I wanted to make some 1/35 scale corrugated roof panels (8 feet/2.4m long) so I found the cross section of a standard panel, traced and scaled it so the period of the "waves" were correct for 1/35 then made it 2.74"/69.67mm long. I printed the results today in PLA and it worked well enough for my purposes.
The two panels. The top half aligns the bottom half. It's in bright orange PLA, because that was the free filament that came with the printer and I still haven't used it up:
Two halves together. I had to mark the correct edge, otherwise the corrugations could be 90 degrees out of phase :
Here's an end view. The curves do line up - the two parts are slightly separated here:
And the results:
The top one was made with with thicker aluminum crafting foil. I don't have a vise, so I had to step on it to get the two halves to meet. The lower one is with kitchen aluminum foil, which was easy to corrugate. I also experimented with running a mechanical pencil over the craft aluminum foil to push it into the corrugations, then squeezed the top half. That worked as well.

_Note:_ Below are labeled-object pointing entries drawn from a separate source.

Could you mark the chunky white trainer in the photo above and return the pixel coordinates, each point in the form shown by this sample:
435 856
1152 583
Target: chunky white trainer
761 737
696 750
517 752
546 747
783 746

I used PLA instead of ABS because I felt PLA would stand up to pressure without deforming.
The panels can be trimmed to size and painted. Not bad for 90 minutes worth of work (about 20 minutes looking up corrugated panels and designing it and an hour to print, plus a few minutes to test.) The kitchen aluminum foil version looks a little deformed because my cat Felix decided to play with it.